Sur une pièce ancienne, de valeur, ou signée : ne retouchez pas. Un manque est une marque d’âge ; une retouche maladroite est un dommage. Et si la pièce compte vraiment, la restauration est un métier.

Ranger

C’est le poste où l’on perd le plus de santons, et il est facile à traiter.

  1. Chacun dans son alvéole

    Le meilleur système reste la boîte compartimentée — casier à vis, boîte à couture, boîte à œufs pour les petites tailles. Aucun santon ne doit toucher un autre santon.

  2. Papier de soie, pas de journal

    Le papier journal transfère son encre sur les surfaces claires, et l’humidité l’accélère. Papier de soie non acide, ou essuie-tout blanc.

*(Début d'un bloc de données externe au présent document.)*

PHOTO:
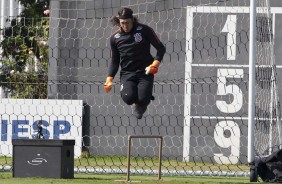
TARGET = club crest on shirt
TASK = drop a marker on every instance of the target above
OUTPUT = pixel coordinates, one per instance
(138, 37)
(117, 35)
(139, 28)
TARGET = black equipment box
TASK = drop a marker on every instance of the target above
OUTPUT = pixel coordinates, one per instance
(43, 158)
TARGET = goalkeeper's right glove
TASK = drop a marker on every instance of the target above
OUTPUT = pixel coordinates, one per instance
(153, 68)
(108, 84)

  3. Debout, jamais empilés

    Le poids de trois santons sur un quatrième pendant onze mois casse quelque chose.

  4. Boîte rigide, pas de sac

    Et une boîte par groupe : Sainte Famille, cortège, métiers, animaux. Vous ne fouillez plus.

  5. Ni grenier ni cave

    Un grenier monte à 50 °C l’été et fait éclater les collages ; une cave apporte l’humidité qui délite l’argile crue et moisit les étoffes. Un placard dans une pièce de vie est très supérieur aux deux.

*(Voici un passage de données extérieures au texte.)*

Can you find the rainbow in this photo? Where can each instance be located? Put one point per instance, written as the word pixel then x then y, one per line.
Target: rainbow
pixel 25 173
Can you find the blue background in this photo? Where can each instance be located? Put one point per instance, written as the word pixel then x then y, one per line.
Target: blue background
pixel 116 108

  6. Un sachet déshydratant

    Un ou deux gels de silice dans la boîte, remplacés chaque année. Quelques centimes, et le problème d’humidité disparaît.

Tenir un inventaire

Cela paraît excessif jusqu’au jour où la collection dépasse trente pièces, où l’on ne sait plus quel santon vient de quel atelier, et où l’on rachète en double.

Le minimum utile, une ligne par santon : le personnage, l’atelier, la taille, l’année d’acquisition, et où il a été acheté. Une photo de groupe par boîte, prise au moment du rangement, vaut tous les catalogues — elle sert d’inventaire visuel et de plan de rangement.

Deux raisons de plus, moins évidentes : une collection documentée est assurable, et c’est ce qui permet de transmettre autre chose que des objets. Un santon dont on sait qu’il a été acheté à la foire aux santons tel hiver, et par qui, n’est plus tout à fait le même objet.